Jeremy Leggett of Solarcentury outlines only two visions of the future: accelerating the use of fossil-fuel and nuclear without carbon capture into some dark and horrible future or expanding the use of renewable energy sources (specifically solar, wind and water) with falling clean energy prices, and ultimately mass market use of renewable sources of energy supplying the world’s needs. Nigel Calder co-author of “The Chilling Stars, A new theory of climate change” sees the world much differently. They believe in the Solar Irradiance theories and feel that the effects of greenhouse gases are likely to be a good deal less than advertised based on a different theory of climate change.
There is more than one theory of climate change and I certainly do not know the true importance of the factors that can impact global temperature change, but I am unwilling to dismiss any theory or area of investigation at this stage. The world is not black and white and our knowledge of the interlacing systems that make up the ecosystems of the earth is truly limited. The visions of the future are not cut and dried. The real world is the one that is subtly interconnected where we have limited knowledge and resources and we need to evaluate the best use of our resources, financial, intellectual, natural, and emotional.
Many greenhouse gases occur naturally in the atmosphere and are also produced by man’s activities, such as carbon dioxide, methane, water vapor, and nitrous oxide, while others are entirely synthetic. Those that are synthetic, man-made include the chlorofluorocarbons (CFCs), hydrofluorocarbons (HFCs) and Perfluorocarbons (PFCs), as well as sulfur hexafluoride (SF6). Atmospheric concentrations of both the natural and man-made gases are reported to have been rising over the last few centuries. With increasing global population and technology our reliance on fossil fuels (such as coal, oil and natural gas) has increased, so emissions of greenhouse gases have risen. While gases such as carbon dioxide occur naturally in the atmosphere, man’s activities through burning forest lands, or mining and burning coal, we moved carbon from solid storage to its gaseous state, increasing atmospheric concentrations.

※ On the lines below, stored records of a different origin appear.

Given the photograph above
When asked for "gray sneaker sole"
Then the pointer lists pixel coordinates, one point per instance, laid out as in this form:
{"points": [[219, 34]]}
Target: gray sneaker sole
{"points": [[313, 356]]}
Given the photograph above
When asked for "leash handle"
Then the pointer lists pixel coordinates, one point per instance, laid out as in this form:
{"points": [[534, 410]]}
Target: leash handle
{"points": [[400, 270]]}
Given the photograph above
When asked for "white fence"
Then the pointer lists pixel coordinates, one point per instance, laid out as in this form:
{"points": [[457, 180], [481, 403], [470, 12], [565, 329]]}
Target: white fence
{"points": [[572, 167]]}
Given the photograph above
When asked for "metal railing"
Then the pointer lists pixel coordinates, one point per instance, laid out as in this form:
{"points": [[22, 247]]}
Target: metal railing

Carbon dioxide levels fluctuate throughout the year, but appear to be consistently rising. From 1970 to 2000, the concentration rose by about 1.5 ppm each year, but since 2000 it has risen to an average 2.1ppm. (ppm is a part per million, a percentage is a part per hundred) These changes are believed to threaten the global environmental equilibrium. According to the National Climate Data Center at NOAA CO2 levels have increased from 280 parts per million in 1850 to 385 parts per million today. According to data from the US Department of Energy, and National Climate Data Center, the carbon in the atmosphere has increased 24% since pre-industrial times but only about 4% of that increase was attributed to human activity. Though this sounds incredibly small, many believe that this small percentage is the tipping point for the carbon cycle and the cause of global warming, the increase in the average temperature that was recorded during the past century.
Water Vapor is the most abundant greenhouse gas in the atmosphere accounting for 94%. It is believed by many that the small change in CO2 emissions due to man causes large changes in water vapor concentrations due to a climate feedback cycle. As the temperature of the atmosphere rises, more water is evaporated from surface sources. Because the air is warmer, it is able to 'hold' more water leading to more water vapor in the atmosphere. As a greenhouse gas, the higher concentration of water vapor is then able to absorb more thermal IR energy radiated from the Earth, thus further warming the atmosphere. The warmer atmosphere can then hold more water vapor and so on and so forth. The proposals to reduce greenhouse gases are intended to move the ecological cycle back from the tipping point.
The best measurements of global air temperatures come from our weather satellites, and they reportedly show fluctuations, but no overall change in air temperature since 1999. (Though record warm and cold years have been recorded since that time the average seems to be the same.) The leveling off of global warming as measured by air temperature while CO2 levels continue to increase is heralded by the school of thought, which says that the sun drives climate changes more emphatically than greenhouse gases do.
Solar cosmic rays intensity and frequency affect the production rate of radiocarbon, C14, the substance that is used by archaeologists to date objects. The original C14 content is due to the amount present in the air at the time of death or encapsulation. The atoms gradually decay back to nitrogen and thus provide a method for dating materials. It was discovered in 1958 by Hessel de Vries of Gronigen that the rate of C14 production varies. Measurements in well-dated annual rings of growth in ancient trees were the key to identifying this. The C14 variations allowed the variation in the solar production of cosmic rays to be measured. Roger Bray of the New Zealand Department of Scientific and Industrial Research then Jack Eddy of High Altitude Observatory in Colorado documented the correlation of solar cosmic rays and the earth’s climate changes.
After becoming much more active during the 20th century, the sun now stands at a high but roughly level state of activity. Solar physicists warn of possible global cooling, if solar activity falls. The earth is such a complicated system with so many inputs and dependent cycles that an accurate model has not been developed and is unlikely to be developed to test these theories. If something as relatively simple as the world economy could not be adequately modeled and controlled to predict and prevent a global recession, how is the more complicated system of earth to be simplified and controlled?